Bir mücadele sporu olan güreş, ortaya çıkış şekli tam olarak bilinmeyen bir dal. Zira insanların hayatta kalma ve yaşantısını sürdürme savaşında doğayla da birbirleri arasında da rekabet içerisinde olduğu gerçek. Dolayısıyla güreş gibi yakın savunma prensiplerini içeren sporlar kendiliğinden var olma ve yaygınlaşmalarıyla diğer sporlardan ayrılıyor. Haliyle yaşam şekli olarak zorunlu bir hareketlilik içerisinde bulunan Türk toplumu içerisinde güreş geniş bir kitle tarafından bilinen ve uygulanan bir spor halini alıyor.

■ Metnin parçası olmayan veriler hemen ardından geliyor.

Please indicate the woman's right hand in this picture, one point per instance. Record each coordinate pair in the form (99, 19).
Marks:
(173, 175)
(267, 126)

Kökeni eskilere dayanan Türk güreşinin başarısı rivayetlerle anılan dönemden sonra gelen zamanlarda da devam ederek Türkiye’nin uluslararası yarışmalardaki ilklerini sağlamasıyla öne çıkıyor. Başta olimpiyat oyunları olmak üzere pek çok uluslararası organizasyonda genç cumhuriyeti temsil eden güreşin en önemli temsilcilerinden biri ise Ahmet Kireççi, nam-ı diğer Mersinli Ahmet.
1914 yılında doğan Ahmet Kireççi, spora boks ve atletizm yaparak başlıyor. İlerleyen dönemde güreşe merak saran ve aynı zamanda fırıncı çıraklığı yapan genç Ahmet’in yolu, kendi anlatımıyla, kaldırdığı un çuvallarını görenlerin onu güreştirmeye de heves etmesiyle İstanbul’a çıkıyor. Kumkapı ve Kasımpaşa’da spor kulüplerinde güreşirken milli takıma seçilen Kireççi, ilk olarak Balkan Şampiyonası’nda milli mayoyu giyiyor. Bölgedeki dominasyonu ona olimpiyat oyunarında güreşme imkanını tanıyor. 1936 Berlin’de ilk kez Türkiye’yi temsil eden Mersinli Ahmet, kazandığı bronz madalyayla ülkesine serbest stildeki ilk olimpiyat madalyasını da getiriyor.
Ülkesine kazandırdığı bu başarı onun kurucu Cumhurbaşkanı Mustafa Kemal Atatürk ile tanışmasına aracılık ediyor. Davete icabet eden Ahmet, “Beni de yenebilir misin?” diye soran Atatürk’e “Sizi yedi düvel bir araya gelip yenememiş.” diyerek dilden dile dolanan meşhur anlatıyı ortaya çıkarıyor.
Berlin tecrübesinin ardından yıllar sonra 1948 Londra’dan davet alan yirmi beş sporcudan biri olarak yeni bir olimpiyat macerasına yelken açıyor milli güreşçi. Rakiplerini tek tek yenerek finale gelen Kireççi, finalde İtalyan rakibini de kündeye getirip tuş ederek şampiyon oluyor. Berlin’de serbest stilde kazandığı başarının ardından grekoromen stilde de olimpiyat şampiyonu olan Kireççi, alanında komple bir sporcu olarak başarısını perçinleyip bu zaferinden bir yıl sonra profesyonel spor yaşantısını sonlandırıyor. İlk olma özelliğini taşıyan madalyaları ve şampiyonlukları, yetersizlikler içerisinde gelebildiği yer ve genç bir ülkenin insanlarına yaşattığı mutlulukla adını unutulmaz sporcular arasına yazdırmış bir sporcu Mersinli Ahmet. Günümüz sporcularının örnek aldığı isimlerin de idolü olan bir efsane.